IN the face of a margin squeeze at home, OCK Group Bhd is finding its way to greener pastures abroad, riding the growing investment in telecommunication infrastructure in the region. 

The group has expanded aggressively overseas in the last three years. Indeed, its ventures into other Asean markets have not only provided a fresh source of earnings growth but also a recurring income stream as OCK builds, owns and leases telecom towers back to carriers.

Multinational companies are eyeing a slice of the action in infrastructure development in Asean countries like Indonesia, Myanmar, Vietnam, Cambodia and Laos, including telecommunications projects. That will augur well for companies like OCK, whose core business is building telecom towers.   

“The telecommunications industry in Myanmar has grown tremendously over the past few years, and it still presents enormous growth opportunities in view of the growing demand for more telecommunications towers,” says managing director Sam Ooi Chin Khoon, who founded the company in 2000. 

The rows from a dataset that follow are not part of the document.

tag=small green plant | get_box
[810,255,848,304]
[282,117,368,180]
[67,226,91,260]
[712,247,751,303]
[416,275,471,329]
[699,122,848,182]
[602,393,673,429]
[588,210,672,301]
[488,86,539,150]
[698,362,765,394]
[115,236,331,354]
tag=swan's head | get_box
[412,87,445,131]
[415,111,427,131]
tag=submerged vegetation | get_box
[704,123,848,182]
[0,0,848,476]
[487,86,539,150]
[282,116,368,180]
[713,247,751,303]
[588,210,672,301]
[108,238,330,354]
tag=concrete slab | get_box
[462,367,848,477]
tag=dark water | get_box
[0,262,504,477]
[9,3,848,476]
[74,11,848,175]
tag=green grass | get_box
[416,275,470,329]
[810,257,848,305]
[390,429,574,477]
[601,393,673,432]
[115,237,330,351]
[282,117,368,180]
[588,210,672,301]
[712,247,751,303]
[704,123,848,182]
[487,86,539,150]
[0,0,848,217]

OCK’s profit margins (see charts) have been declining despite an impressive double-digit compound annual growth rate (CAGR) in revenue in the past five years. Its profit growth in the financial year ended Dec 31, 2013 (FY2013) was flattish at 3.3% and could well have remained flat in FY2014 if not for the overseas contribution.

Nonetheless, pre-tax profit for FY2015 surged 57% to RM37.3 million. It is worth noting that, excluding the revaluation gain of RM4.7 million, core margins for local operations saw a marked contraction in 2015, even though domestic sales jumped 51.5% to RM265.2 million.

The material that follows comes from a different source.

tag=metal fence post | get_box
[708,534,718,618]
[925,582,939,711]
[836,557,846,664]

Currently, its biggest overseas contribution is derived from Indonesia with the 85% stake OCK bought in PT Putra Mulia Telecommunication in September 2014 for RM21.3 million.

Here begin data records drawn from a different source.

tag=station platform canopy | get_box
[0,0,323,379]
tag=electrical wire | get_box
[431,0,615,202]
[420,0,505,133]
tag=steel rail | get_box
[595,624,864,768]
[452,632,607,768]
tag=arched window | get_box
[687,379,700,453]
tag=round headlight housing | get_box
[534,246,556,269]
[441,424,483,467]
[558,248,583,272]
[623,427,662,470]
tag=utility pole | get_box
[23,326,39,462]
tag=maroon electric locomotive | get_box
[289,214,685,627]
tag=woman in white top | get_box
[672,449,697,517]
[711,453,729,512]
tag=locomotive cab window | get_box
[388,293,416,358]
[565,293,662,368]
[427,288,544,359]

Putra Mulia, an Indonesian tower maintenance company, currently manages 20,000 sites and commands a substantial 26% market share in the archipelago. The subsidiary helped to raise the proportion of recurring income to OCK’s total FY2015 revenue to 18% and overseas revenue contribution to 17%.

But its biggest break came last December, after its 70%-owned subsidiary signed a master services agreement with Telenor Myanmar, a subsidiary of the Norwegian Telenor Group, to build and lease 920 towers in the country for an initial term of 12 years. The US$75 million project, OCK’s maiden greenfield project outside of Malaysia, will expand its tower ownership from 200 to 1,120 and shift its business model from building towers to asset ownership.

“We have started handing over sites to Telenor and are on track to complete the 920 sites this year,” says Ooi, who controls 39.8% in OCK through Aliran Armada Sdn Bhd. 

As OCK started to deliver towers to Telenor Myanmar in May, analysts expect the Myanmar project to contribute US$2.5 million or RM10 million of recurring revenue in FY2016 and could make a full-year rental income of about US$15 million in FY2017. The project’s profitability and its contribution to the group’s bottom line, however, will depend on cost management, financing costs and, more importantly, tenancy ratios.

Management believes opportunities to boost tenancy ratios at OCK’s sites are high and Myanmar, the last frontier in telecoms, offers huge growth opportunities for OCK post-completion of the 920 towers this year. 

“There are currently three telecom operators in Myanmar, Norway’s Telenor, Qatar’s Ooredoo, and Myanmar and Japan’s KGSM/MPT. Moreover, military-run Vietnamese telecom company Viettel is expected to launch its services in 4Q2016, joining the three existing licence holders,” says OCK Yangon CEO John Seet.

“As each operator will be required to have at least 9,000 sites by 2017 to meet the regulatory commitment of at least 75%  to 85% geographical coverage, tower sharing will be the easiest and most economical way for telcos to meet the government’s coverage mandate. 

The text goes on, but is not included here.